Thank you for your insightful feedback and thorough review of the our paper. We carefully respond to each of the concerns and questions below.
[Q1]: The novelty of the proposed method.
[A1.1]: Thank you for your meticulous comment. We agree that volumetric representation has been studied in recent works, but this is not the main contribution of our method. We emphasize that our contributions are twofold. First, in contrast to previous methods that only use voxel grid to model geometry or appearance, we design a unified framework of scene representation, which allows for efficient learning of geometry, materials and illumination in a unified manner. Second and more importantly, as also mentioned by Reviewer Ft2v, we propose to leverage Spherical Gaussians (SG) to model the local incident light fields.
[A1.2]: Although some works like PhySG [1] has explored the application of SG in the context of lighting, they directly represent the entire scene’s environment map with SG, requiring expensive multi-bounce ray tracing. In contrast, we utilize SG to model the local incident light radiance, which is capable of modeling the joint effects of direct lighting, indirect lighting and light visibility. And the SG parameters of surface points can be predicted directly through voxel grid and lightweight MLP networks, which enables seamless integration of illumination modeling into the unified voxelization framework, thus significantly improving training efficiency.

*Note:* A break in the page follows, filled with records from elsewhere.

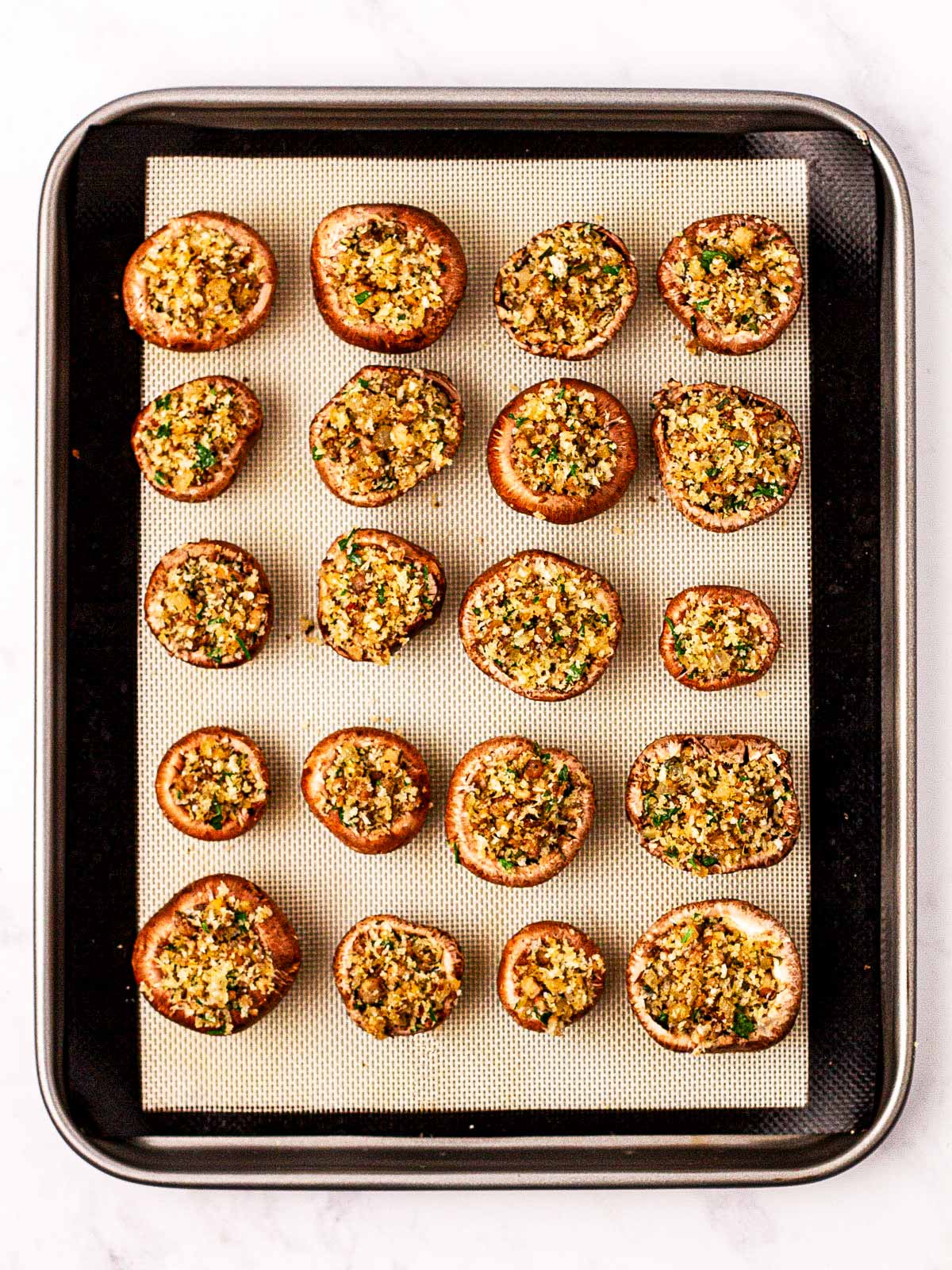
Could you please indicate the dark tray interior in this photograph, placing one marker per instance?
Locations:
(105, 225)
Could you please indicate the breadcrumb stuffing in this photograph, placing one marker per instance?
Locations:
(714, 808)
(367, 785)
(190, 431)
(545, 624)
(399, 981)
(374, 597)
(564, 287)
(201, 281)
(389, 273)
(562, 441)
(217, 784)
(708, 981)
(211, 605)
(716, 639)
(558, 981)
(522, 806)
(213, 968)
(727, 452)
(386, 431)
(740, 279)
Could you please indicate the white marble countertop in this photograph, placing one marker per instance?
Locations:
(886, 63)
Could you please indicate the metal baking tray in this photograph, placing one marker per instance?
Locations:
(862, 952)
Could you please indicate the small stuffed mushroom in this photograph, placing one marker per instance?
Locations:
(517, 814)
(714, 804)
(541, 625)
(568, 291)
(370, 787)
(209, 603)
(717, 638)
(397, 978)
(213, 784)
(562, 450)
(727, 457)
(735, 281)
(217, 956)
(376, 591)
(192, 441)
(387, 429)
(201, 283)
(717, 976)
(386, 277)
(550, 976)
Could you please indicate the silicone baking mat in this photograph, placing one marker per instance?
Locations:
(308, 1054)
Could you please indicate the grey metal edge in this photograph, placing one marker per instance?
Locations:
(455, 1162)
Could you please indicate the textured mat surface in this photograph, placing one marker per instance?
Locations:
(308, 1056)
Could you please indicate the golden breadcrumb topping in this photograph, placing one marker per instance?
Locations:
(389, 273)
(545, 624)
(386, 431)
(708, 981)
(213, 605)
(367, 784)
(562, 444)
(522, 806)
(716, 639)
(217, 783)
(712, 808)
(374, 598)
(190, 431)
(215, 968)
(739, 281)
(399, 981)
(201, 281)
(729, 454)
(565, 286)
(556, 982)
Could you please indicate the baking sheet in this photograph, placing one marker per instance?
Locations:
(308, 1056)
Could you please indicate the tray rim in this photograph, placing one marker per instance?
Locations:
(578, 1161)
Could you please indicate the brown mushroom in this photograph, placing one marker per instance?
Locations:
(384, 432)
(209, 603)
(717, 638)
(382, 803)
(533, 819)
(376, 591)
(397, 978)
(736, 465)
(200, 283)
(390, 302)
(573, 614)
(562, 450)
(217, 956)
(550, 976)
(171, 441)
(568, 291)
(735, 281)
(213, 784)
(708, 1016)
(714, 804)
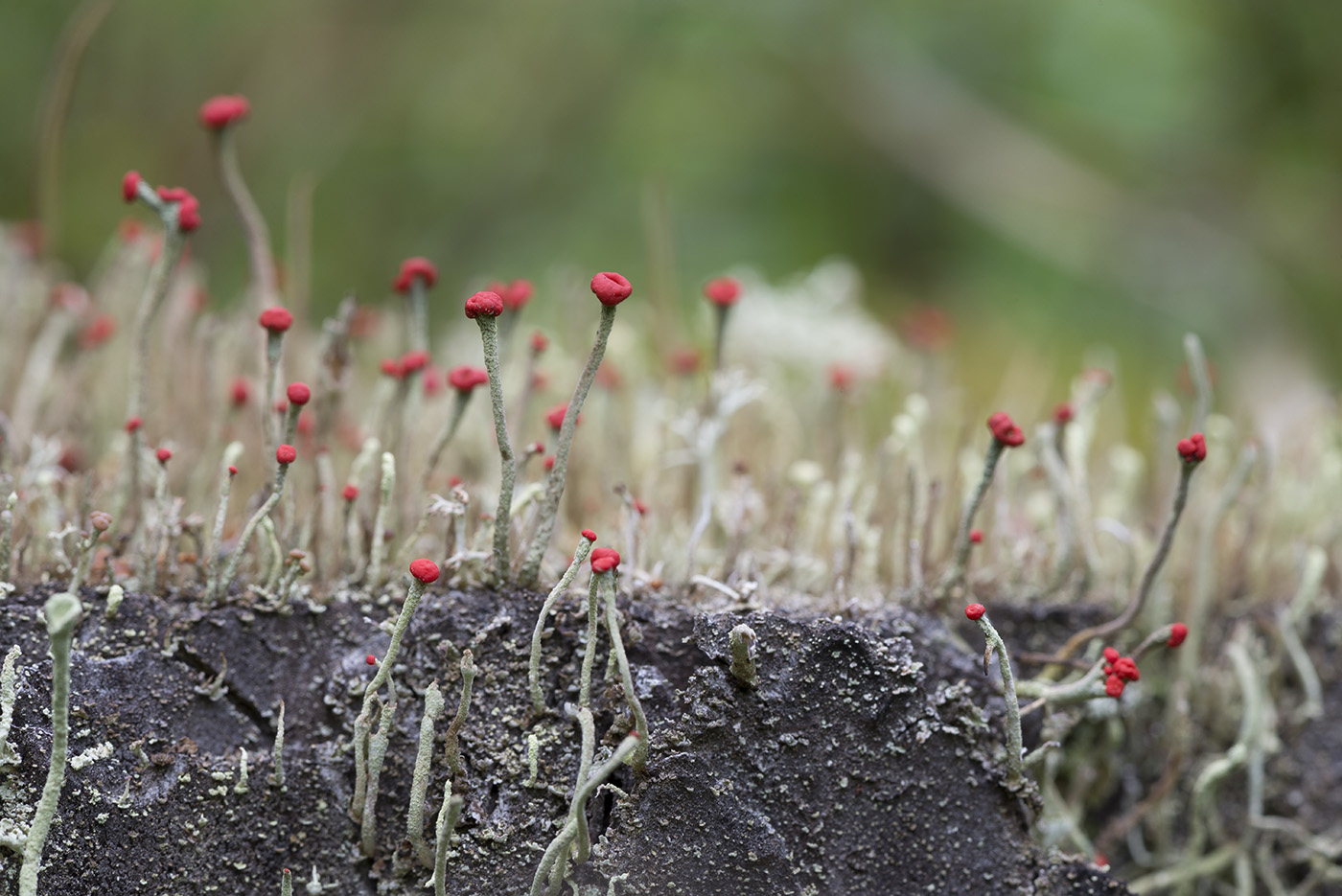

[A1.3] We have reorganized the introduction section of the paper to clarify these major contributions.
[Q2]: While the paper acknowledges PhySG, it does not sufficiently recognize the prior exploration of SGs for modeling incident light.
[A2]: Thanks for your suggestion. We have added more descriptions about PhySG in section 2.1 and section 3.4 of the main paper, and explained the differences between our approach and it.
[Q3]: The unconventional modeling of the environment map using 128 Spherical Gaussians in this paper departs from traditional methods and calls into question the asserted superiority of SG over environment maps.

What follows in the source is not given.